История нацистских концлагерей - страница 74
Гиммлер был уязвлен. В своем на удивление резком ответе Вагнеру он энергично защищал свое видение проблемы. Использование превентивного ареста снижало количество политических преступлений и других нарушений закона в Баварии, утверждал Гиммлер, а вот этого системе юридических учреждений как раз и не удалось добиться[497]. Но Гиммлер все же вынужден был пойти на отдельные уступки. Пусть даже фон Эпп был лишь номинальным фюрером земли под названием Бавария, его слово все еще имело вес в правительственных кругах, и баварская полиция Гиммлера скрепя сердце освободила в марте – апреле 1934 года без малого 2 тысячи заключенных из Дахау и других лагерей[498].
Когда осенью 1934 года конфликт в Баварии вспыхнул снова, Гиммлер уже чувствовал себя куда увереннее – все же его роль в чистке была оценена по достоинству, и его влияние в Третьем рейхе возрастало. На сей раз вызов Гиммлеру бросил рейхсминистр внутренних дел Фрик. В письме в Государственную канцелярию Баварии в начале октября Фрик указал, что в Баварии в настоящее время насчитывается приблизительно 1613 заключенных, подвергнутых превентивному аресту, то есть вдвое больше, чем во всех других землях Германии, вместе взятых. Учитывая чрезмерное рвение баварских властей, Фрик попросил пересмотреть часть дел в качестве первого шага для продолжения освобождения заключенных[499].
В ответном послании Гиммлер не скрывал презрения. После «самого тщательного пересмотра», как он отметил в середине ноября 1934 года, Бавария готова освободить еще 203 заключенных превентивного ареста, то есть мизерное количество. Что же касается «массовых освобождений», добавил Гиммлер, о них и речи не может быть. Он утверждал также, что недавние освобождения опасных коммунистов из концентрационных лагерей создали серьезную угрозу безопасности в Германии – исключая Баварию – благодаря более строгому подходу. В остальных землях «обнаглевшие» коммунисты приободрились в связи с «всеобщей пассивностью» властей. Враги режима расценили массовые освобождения заключенных как признак «внутренней слабости национал-социалистического государства», и нападки на режим участились и усилились. Вывод Гиммлера сомнений не оставлял: отнюдь не желая никого больше выпускать из концлагерей, он, напротив, стремился посадить в них как можно больше людей, сыграв на опережение в войне против коммунизма[500].

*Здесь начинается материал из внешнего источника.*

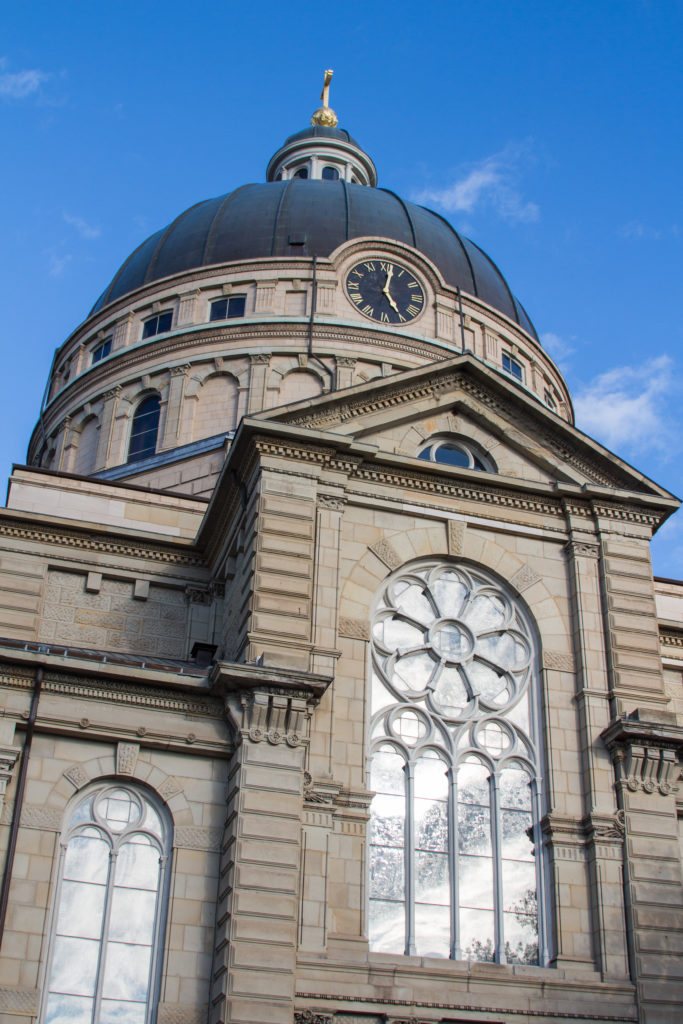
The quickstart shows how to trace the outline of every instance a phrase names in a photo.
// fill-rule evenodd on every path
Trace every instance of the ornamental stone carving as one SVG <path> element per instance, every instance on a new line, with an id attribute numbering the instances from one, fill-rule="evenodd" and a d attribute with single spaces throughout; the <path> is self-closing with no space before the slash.
<path id="1" fill-rule="evenodd" d="M 602 739 L 612 755 L 618 786 L 661 796 L 679 791 L 683 728 L 673 715 L 637 708 L 612 722 Z"/>

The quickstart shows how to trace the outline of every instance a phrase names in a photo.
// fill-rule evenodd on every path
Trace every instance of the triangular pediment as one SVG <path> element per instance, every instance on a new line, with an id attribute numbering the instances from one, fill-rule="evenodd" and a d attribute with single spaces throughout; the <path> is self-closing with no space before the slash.
<path id="1" fill-rule="evenodd" d="M 501 477 L 671 497 L 471 355 L 281 406 L 258 420 L 341 434 L 406 459 L 430 438 L 469 438 Z"/>

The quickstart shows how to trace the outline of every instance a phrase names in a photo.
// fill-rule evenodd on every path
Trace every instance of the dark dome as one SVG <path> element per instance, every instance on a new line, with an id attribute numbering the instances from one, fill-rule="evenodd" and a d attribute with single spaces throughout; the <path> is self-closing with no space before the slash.
<path id="1" fill-rule="evenodd" d="M 347 140 L 347 133 L 336 128 L 309 128 L 298 135 L 321 132 Z M 172 274 L 240 260 L 326 257 L 342 243 L 365 236 L 413 246 L 436 264 L 451 287 L 480 298 L 537 337 L 495 263 L 439 214 L 387 189 L 297 178 L 243 185 L 191 206 L 128 257 L 91 312 Z"/>
<path id="2" fill-rule="evenodd" d="M 282 149 L 288 146 L 290 142 L 303 142 L 304 139 L 334 139 L 336 142 L 348 142 L 350 145 L 355 146 L 356 149 L 361 149 L 345 128 L 327 128 L 322 124 L 314 124 L 310 128 L 304 128 L 303 131 L 290 135 L 282 143 Z"/>

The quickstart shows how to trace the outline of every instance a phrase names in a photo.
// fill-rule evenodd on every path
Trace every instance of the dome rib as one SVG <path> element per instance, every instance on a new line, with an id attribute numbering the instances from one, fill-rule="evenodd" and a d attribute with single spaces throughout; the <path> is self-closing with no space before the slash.
<path id="1" fill-rule="evenodd" d="M 382 189 L 380 189 L 380 192 L 386 192 L 387 195 L 393 196 L 394 199 L 396 200 L 396 202 L 399 204 L 399 206 L 403 210 L 403 212 L 404 212 L 404 214 L 406 216 L 406 220 L 408 221 L 408 224 L 410 226 L 410 234 L 411 234 L 411 237 L 413 239 L 413 248 L 414 249 L 419 249 L 419 246 L 417 244 L 417 235 L 415 234 L 415 224 L 413 223 L 413 218 L 410 216 L 410 211 L 408 210 L 408 207 L 406 206 L 406 204 L 403 202 L 401 197 L 399 195 L 397 195 L 396 192 L 392 192 L 392 190 L 390 188 L 382 188 Z"/>
<path id="2" fill-rule="evenodd" d="M 425 255 L 444 281 L 474 295 L 538 337 L 489 256 L 445 217 L 390 189 L 292 178 L 242 185 L 196 203 L 128 257 L 96 313 L 153 281 L 201 267 L 270 258 L 326 258 L 354 238 L 388 238 Z"/>

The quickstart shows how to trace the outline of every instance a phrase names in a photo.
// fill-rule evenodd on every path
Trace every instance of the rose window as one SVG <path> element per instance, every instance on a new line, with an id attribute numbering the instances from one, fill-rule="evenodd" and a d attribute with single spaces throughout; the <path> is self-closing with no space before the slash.
<path id="1" fill-rule="evenodd" d="M 372 627 L 369 933 L 380 952 L 543 962 L 534 632 L 481 569 L 422 564 Z"/>

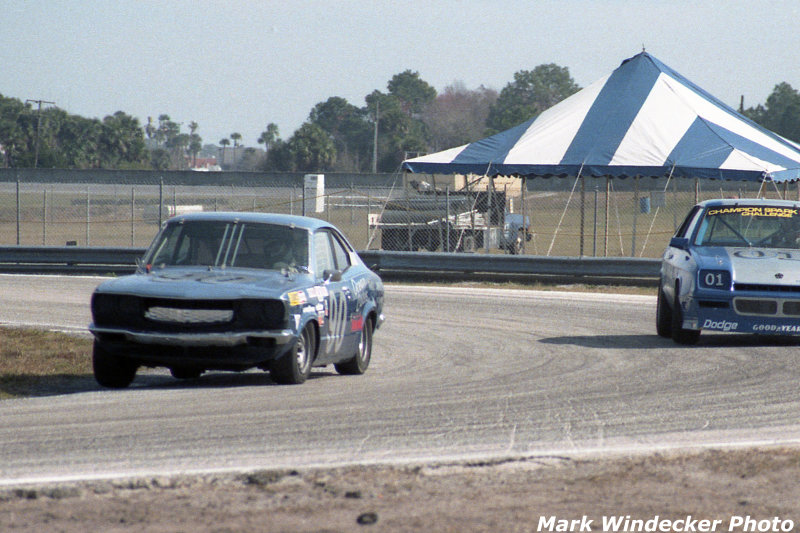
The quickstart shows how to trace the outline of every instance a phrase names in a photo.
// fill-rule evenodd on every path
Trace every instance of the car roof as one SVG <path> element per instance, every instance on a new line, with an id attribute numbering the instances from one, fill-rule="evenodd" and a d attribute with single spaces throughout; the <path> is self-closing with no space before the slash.
<path id="1" fill-rule="evenodd" d="M 250 224 L 277 224 L 281 226 L 294 226 L 314 231 L 318 228 L 332 228 L 331 224 L 318 218 L 303 217 L 299 215 L 282 215 L 277 213 L 249 213 L 236 211 L 204 211 L 186 213 L 167 220 L 168 224 L 181 221 L 220 221 L 220 222 L 245 222 Z"/>

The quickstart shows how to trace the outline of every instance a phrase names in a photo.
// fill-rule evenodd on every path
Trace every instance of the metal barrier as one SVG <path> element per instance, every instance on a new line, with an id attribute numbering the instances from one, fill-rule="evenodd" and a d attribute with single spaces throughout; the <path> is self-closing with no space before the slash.
<path id="1" fill-rule="evenodd" d="M 28 274 L 128 274 L 144 248 L 0 246 L 0 272 Z M 359 252 L 362 260 L 392 279 L 495 279 L 546 277 L 587 283 L 652 285 L 661 261 L 646 258 L 542 257 L 439 252 Z"/>

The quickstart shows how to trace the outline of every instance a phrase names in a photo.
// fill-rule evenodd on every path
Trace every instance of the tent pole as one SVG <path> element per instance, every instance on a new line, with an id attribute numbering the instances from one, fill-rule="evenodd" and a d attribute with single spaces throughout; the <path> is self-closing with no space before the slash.
<path id="1" fill-rule="evenodd" d="M 561 218 L 558 221 L 556 230 L 553 232 L 553 240 L 550 241 L 550 248 L 547 249 L 548 256 L 550 255 L 550 252 L 553 250 L 553 245 L 556 243 L 556 236 L 558 235 L 558 230 L 561 229 L 561 223 L 564 222 L 564 216 L 567 214 L 569 203 L 572 201 L 572 195 L 575 194 L 575 187 L 578 185 L 578 180 L 581 179 L 582 173 L 583 173 L 583 163 L 581 163 L 581 168 L 578 170 L 578 175 L 575 176 L 575 183 L 572 184 L 572 190 L 569 191 L 569 198 L 567 198 L 567 205 L 564 206 L 564 211 L 561 213 Z"/>
<path id="2" fill-rule="evenodd" d="M 664 184 L 664 198 L 667 197 L 667 189 L 669 188 L 669 182 L 672 180 L 672 173 L 675 172 L 675 164 L 672 165 L 672 168 L 669 170 L 669 176 L 667 176 L 667 183 Z M 650 228 L 647 230 L 647 235 L 644 236 L 644 244 L 642 245 L 642 251 L 639 252 L 639 257 L 644 255 L 644 250 L 647 248 L 647 241 L 650 240 L 650 234 L 653 232 L 653 225 L 656 223 L 656 218 L 658 217 L 658 211 L 661 209 L 661 206 L 656 207 L 656 212 L 653 214 L 653 219 L 650 221 Z"/>

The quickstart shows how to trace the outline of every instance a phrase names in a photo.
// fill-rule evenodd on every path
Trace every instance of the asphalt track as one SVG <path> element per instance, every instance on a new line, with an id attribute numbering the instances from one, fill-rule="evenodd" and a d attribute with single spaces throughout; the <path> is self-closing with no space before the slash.
<path id="1" fill-rule="evenodd" d="M 0 276 L 0 325 L 85 332 L 99 278 Z M 364 376 L 262 372 L 0 402 L 0 485 L 800 441 L 791 339 L 655 335 L 655 297 L 387 286 Z"/>

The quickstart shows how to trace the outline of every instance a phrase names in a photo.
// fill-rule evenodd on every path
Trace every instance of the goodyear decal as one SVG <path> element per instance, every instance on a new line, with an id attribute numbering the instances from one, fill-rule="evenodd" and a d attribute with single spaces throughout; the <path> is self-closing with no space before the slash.
<path id="1" fill-rule="evenodd" d="M 709 209 L 706 215 L 712 217 L 714 215 L 735 215 L 739 214 L 743 217 L 781 217 L 792 218 L 797 216 L 798 210 L 791 207 L 772 207 L 772 206 L 732 206 L 732 207 L 717 207 Z"/>

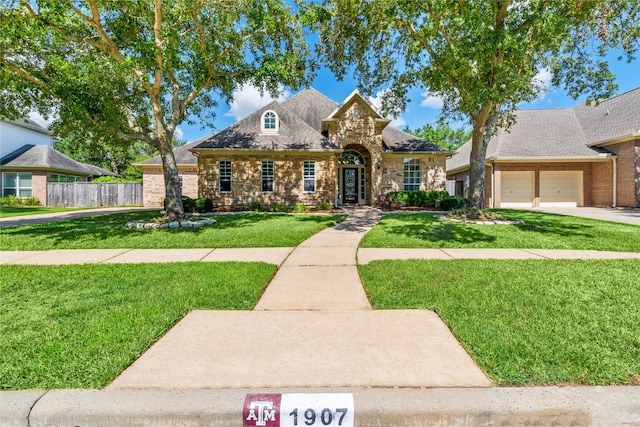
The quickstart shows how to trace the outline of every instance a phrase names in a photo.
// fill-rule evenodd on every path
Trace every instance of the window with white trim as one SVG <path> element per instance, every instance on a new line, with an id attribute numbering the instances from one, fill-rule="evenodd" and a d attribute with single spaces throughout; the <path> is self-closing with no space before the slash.
<path id="1" fill-rule="evenodd" d="M 420 159 L 403 159 L 404 191 L 420 189 Z"/>
<path id="2" fill-rule="evenodd" d="M 262 162 L 262 192 L 273 192 L 273 162 Z"/>
<path id="3" fill-rule="evenodd" d="M 218 164 L 218 188 L 221 193 L 231 192 L 231 160 L 220 160 Z"/>
<path id="4" fill-rule="evenodd" d="M 305 160 L 302 163 L 303 191 L 305 193 L 316 192 L 316 162 Z"/>
<path id="5" fill-rule="evenodd" d="M 278 115 L 275 111 L 267 110 L 262 114 L 260 126 L 262 133 L 278 133 L 279 126 Z"/>
<path id="6" fill-rule="evenodd" d="M 51 182 L 67 182 L 67 175 L 62 175 L 59 173 L 51 174 Z"/>
<path id="7" fill-rule="evenodd" d="M 31 197 L 31 172 L 2 172 L 2 196 Z"/>

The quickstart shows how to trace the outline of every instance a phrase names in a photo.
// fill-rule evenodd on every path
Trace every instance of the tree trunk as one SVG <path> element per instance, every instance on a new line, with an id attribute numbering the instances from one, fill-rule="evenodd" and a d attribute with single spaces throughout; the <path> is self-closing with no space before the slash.
<path id="1" fill-rule="evenodd" d="M 164 209 L 165 218 L 179 220 L 185 217 L 182 206 L 182 187 L 178 176 L 178 166 L 173 156 L 170 139 L 164 133 L 158 137 L 158 149 L 162 159 L 162 173 L 164 175 Z"/>
<path id="2" fill-rule="evenodd" d="M 469 158 L 468 209 L 485 208 L 486 158 L 489 140 L 498 122 L 498 110 L 489 106 L 483 108 L 473 120 L 471 136 L 471 156 Z"/>

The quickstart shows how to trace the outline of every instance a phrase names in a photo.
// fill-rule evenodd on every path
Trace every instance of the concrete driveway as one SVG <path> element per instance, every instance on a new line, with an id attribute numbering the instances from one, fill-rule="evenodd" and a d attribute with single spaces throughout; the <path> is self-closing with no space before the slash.
<path id="1" fill-rule="evenodd" d="M 612 208 L 525 208 L 523 210 L 546 212 L 559 215 L 579 216 L 583 218 L 599 219 L 602 221 L 621 222 L 624 224 L 640 225 L 640 209 L 612 209 Z"/>

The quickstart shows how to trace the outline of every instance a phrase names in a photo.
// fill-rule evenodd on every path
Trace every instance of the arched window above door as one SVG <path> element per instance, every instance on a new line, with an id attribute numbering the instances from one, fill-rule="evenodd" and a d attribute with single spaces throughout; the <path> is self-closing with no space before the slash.
<path id="1" fill-rule="evenodd" d="M 345 150 L 338 158 L 340 165 L 364 165 L 364 157 L 355 150 Z"/>
<path id="2" fill-rule="evenodd" d="M 260 130 L 262 133 L 278 133 L 278 128 L 280 127 L 280 123 L 278 120 L 278 115 L 275 111 L 265 111 L 262 114 L 261 126 Z"/>

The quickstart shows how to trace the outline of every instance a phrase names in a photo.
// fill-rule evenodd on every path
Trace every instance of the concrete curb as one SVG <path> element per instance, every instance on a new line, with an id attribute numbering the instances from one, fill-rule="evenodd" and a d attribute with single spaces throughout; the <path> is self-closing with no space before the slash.
<path id="1" fill-rule="evenodd" d="M 2 426 L 242 426 L 247 393 L 353 393 L 356 426 L 640 426 L 640 387 L 28 390 Z"/>

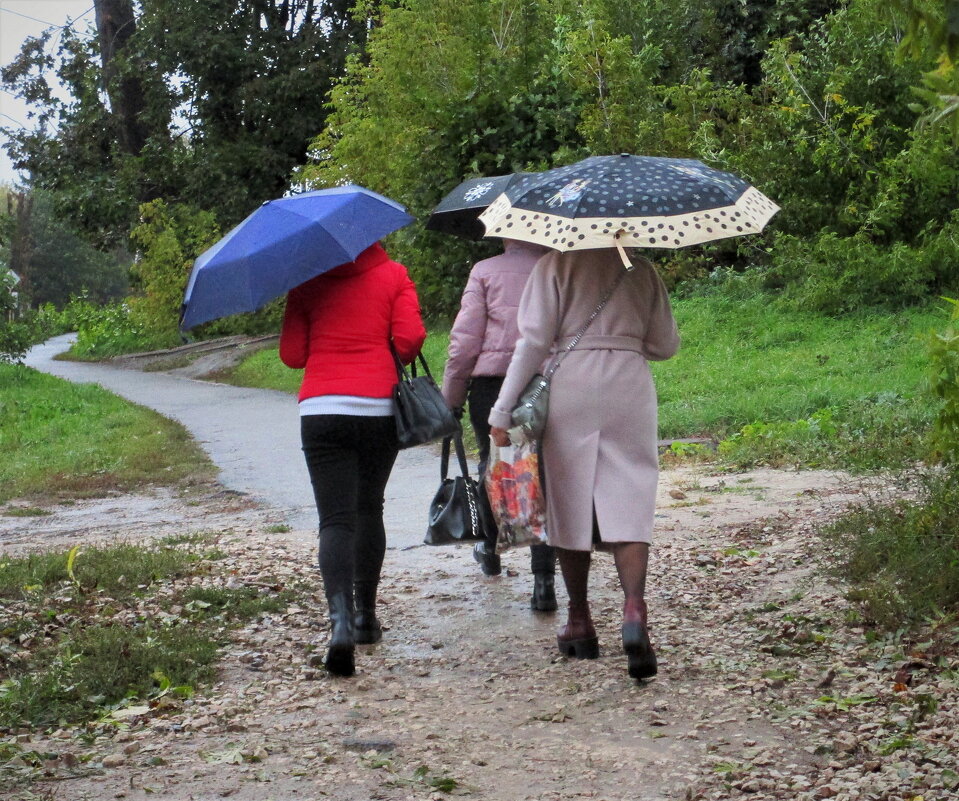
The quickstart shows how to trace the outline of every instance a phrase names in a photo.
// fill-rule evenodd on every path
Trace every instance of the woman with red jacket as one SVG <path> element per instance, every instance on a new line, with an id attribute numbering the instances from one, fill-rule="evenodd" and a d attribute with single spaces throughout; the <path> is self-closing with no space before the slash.
<path id="1" fill-rule="evenodd" d="M 376 618 L 383 500 L 398 452 L 390 341 L 409 363 L 425 339 L 416 288 L 379 244 L 287 297 L 280 358 L 305 368 L 300 433 L 332 622 L 325 665 L 339 676 L 353 675 L 356 643 L 383 636 Z"/>

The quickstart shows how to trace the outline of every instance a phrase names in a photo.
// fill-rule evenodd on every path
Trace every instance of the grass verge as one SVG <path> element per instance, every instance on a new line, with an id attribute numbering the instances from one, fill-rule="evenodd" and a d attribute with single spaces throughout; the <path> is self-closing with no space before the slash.
<path id="1" fill-rule="evenodd" d="M 914 499 L 875 497 L 821 532 L 848 597 L 893 629 L 959 613 L 959 473 L 915 483 Z"/>
<path id="2" fill-rule="evenodd" d="M 178 423 L 95 384 L 0 364 L 0 503 L 212 477 Z"/>
<path id="3" fill-rule="evenodd" d="M 0 729 L 120 719 L 209 682 L 230 629 L 296 597 L 228 585 L 214 540 L 3 558 Z"/>
<path id="4" fill-rule="evenodd" d="M 682 348 L 652 365 L 660 436 L 712 437 L 735 468 L 875 470 L 924 456 L 935 414 L 927 340 L 942 326 L 942 304 L 832 318 L 773 300 L 715 292 L 674 301 Z M 448 342 L 434 330 L 424 348 L 438 381 Z M 300 376 L 271 349 L 225 380 L 296 392 Z M 687 451 L 695 448 L 674 455 L 697 455 Z"/>

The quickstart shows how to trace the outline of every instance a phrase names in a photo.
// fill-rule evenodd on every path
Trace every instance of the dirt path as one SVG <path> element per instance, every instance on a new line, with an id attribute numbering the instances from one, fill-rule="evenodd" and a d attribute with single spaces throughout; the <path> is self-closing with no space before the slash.
<path id="1" fill-rule="evenodd" d="M 602 655 L 578 662 L 556 651 L 562 613 L 529 610 L 527 553 L 506 554 L 503 575 L 488 578 L 465 546 L 417 544 L 418 499 L 436 483 L 432 469 L 424 478 L 429 458 L 394 473 L 388 631 L 360 649 L 348 680 L 310 664 L 328 634 L 325 602 L 313 524 L 282 531 L 288 508 L 212 488 L 0 516 L 5 553 L 217 532 L 227 556 L 205 581 L 315 588 L 240 630 L 218 682 L 190 701 L 117 731 L 9 738 L 46 762 L 39 772 L 3 766 L 24 784 L 0 797 L 959 799 L 959 663 L 943 667 L 928 645 L 901 637 L 870 642 L 816 570 L 815 530 L 860 497 L 857 482 L 665 471 L 649 587 L 660 674 L 637 684 L 617 648 L 621 595 L 608 556 L 597 555 L 591 577 Z"/>
<path id="2" fill-rule="evenodd" d="M 907 706 L 892 690 L 898 665 L 869 667 L 846 602 L 812 570 L 813 529 L 858 490 L 820 472 L 664 473 L 650 586 L 661 672 L 644 684 L 617 650 L 620 595 L 603 555 L 592 580 L 602 656 L 577 662 L 556 653 L 555 616 L 528 609 L 525 553 L 486 578 L 464 546 L 394 546 L 389 630 L 343 680 L 309 663 L 327 636 L 313 532 L 268 533 L 275 511 L 232 494 L 159 493 L 0 518 L 8 551 L 219 531 L 229 556 L 211 580 L 317 585 L 243 629 L 202 697 L 94 742 L 20 737 L 53 756 L 46 780 L 7 797 L 956 798 L 928 749 L 915 761 L 879 754 L 889 704 Z M 926 721 L 930 748 L 957 745 L 945 707 Z"/>

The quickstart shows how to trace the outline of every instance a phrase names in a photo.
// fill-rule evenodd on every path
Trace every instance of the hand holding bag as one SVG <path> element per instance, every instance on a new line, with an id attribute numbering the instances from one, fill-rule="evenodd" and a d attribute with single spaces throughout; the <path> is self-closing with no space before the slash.
<path id="1" fill-rule="evenodd" d="M 449 478 L 450 443 L 456 446 L 460 475 Z M 493 522 L 483 503 L 479 484 L 469 474 L 463 435 L 454 434 L 443 440 L 440 460 L 440 488 L 430 504 L 429 524 L 426 527 L 427 545 L 453 545 L 458 542 L 486 540 Z"/>
<path id="2" fill-rule="evenodd" d="M 576 336 L 574 336 L 566 346 L 566 350 L 556 358 L 556 361 L 553 362 L 545 375 L 536 373 L 520 393 L 516 407 L 512 412 L 513 426 L 518 428 L 527 440 L 532 442 L 542 439 L 543 431 L 546 428 L 546 418 L 549 415 L 549 387 L 550 381 L 553 379 L 553 373 L 559 368 L 563 359 L 579 344 L 579 341 L 586 333 L 586 329 L 589 328 L 593 320 L 599 316 L 599 313 L 613 296 L 613 292 L 616 291 L 616 287 L 619 286 L 625 276 L 626 271 L 619 274 L 613 282 L 613 285 L 609 288 L 609 291 L 599 302 L 599 305 L 593 310 L 589 319 L 583 323 L 582 328 L 579 329 Z"/>
<path id="3" fill-rule="evenodd" d="M 446 405 L 423 354 L 417 355 L 425 375 L 416 374 L 416 361 L 407 371 L 393 343 L 390 351 L 396 362 L 397 383 L 393 389 L 393 417 L 396 419 L 396 438 L 400 449 L 423 445 L 433 440 L 450 437 L 462 428 L 453 410 Z"/>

В действительности уже к осени 1934 года коммунистическая «угроза» была не более чем плодом воображения Гиммлера, поскольку гестапо неплохо «поработало», борясь с подпольем[501]. И хотя страх Гиммлера перед коммунистами – тот самый страх, который разделяли и многие младшие чины полиции, и государственные чиновники, – был подлинным, именно он и подвиг его к дальнейшему принятию профилактических мер[502]. Но не все разделяли его столь мрачные перспективы, и рейхсминистр Фрик продолжал настаивать на дальнейшем освобождении заключенных из Дахау[503].
Гиммлер стоял на своем и в конце 1934-го, но его точка опоры была не столь уж надежна. Новая система эсэсовских концлагерей – детище рейхсфюрера СС – была все еще уязвима. Лагеря оставались предметом дискуссий, а их роль – малозначительной, по крайней мере с точки зрения числа заключенных: к осени 1934 года в гиммлеровских лагерях содержалось приблизительно 2400 человек[504]. Вполне возможно, что концентрационные лагеря вовсе сошли бы со сцены, если бы не вмешательство в 1935 году самого могущественного лица Третьего рейха.